There is no objective standard to determine whether the magic number is 267 or 239, because those who support Obuchi and those who oppose him have different standards.

What, then, is a fair judgment? This is what I think: The LDP now holds 267 seats (including the speaker), which is 16 more than the 251-seat majority; any action by the Diet is determined by the majority; it follows, therefore, that if the number of seats won by the ruling party in the next general election falls short of that majority even by one or two seats, Obuchi should step down from the party presidency and resign as prime minister. The key number, therefore, is the majority of 251.

Although much will depend on future developments in the political scene, it appears unlikely that the LDP will suffer a crushing defeat in the next general election by losing 16 or more of the incumbents, thus failing to secure a majority. Should the ruling party lose 16 or more seats, which other party would gain seats?

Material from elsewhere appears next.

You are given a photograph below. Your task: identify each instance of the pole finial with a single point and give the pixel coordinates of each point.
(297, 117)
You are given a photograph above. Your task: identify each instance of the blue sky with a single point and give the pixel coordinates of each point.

In the extraordinary session of the Diet to be convened this fall, a law will be passed to reduce the number of proportional-representation seats in the House of Representatives by 50, from the next general election. This will put New Komeito, the Japanese Communist Party and the Democratic Party of Japan at a disadvantage.

New Komeito has 13 members elected from individual constituencies and 29 in proportional-representation, while the respective figures for the JCP are two and 24. These figures show that these two parties depend on proportional-representation. That is why they are against the proposal to reduce the proportional representation seats by 50, as favored by the LDP and the Liberal Party.

If the number of the proportional-representation seats is indeed reduced by 50 prior to the next general election, New Komeito and the Communists will find it difficult to increase their seats in the Lower House. Their losses will probably result in additional gains by the Liberal Democrats in proportional representation. The popularity of the DPJ, the top opposition party, is far short of spectacular. In the previous election, the Democrats won 46 seats in single-seat constituencies and 47 in proportional representation. This indicates that they, too, are relying on proportional representation, though to a smaller extent than New Komeito or the JCP, and that the proposed 50-seat reduction would affect them adversely, giving a better chance for the Liberal Democrats to gain seats.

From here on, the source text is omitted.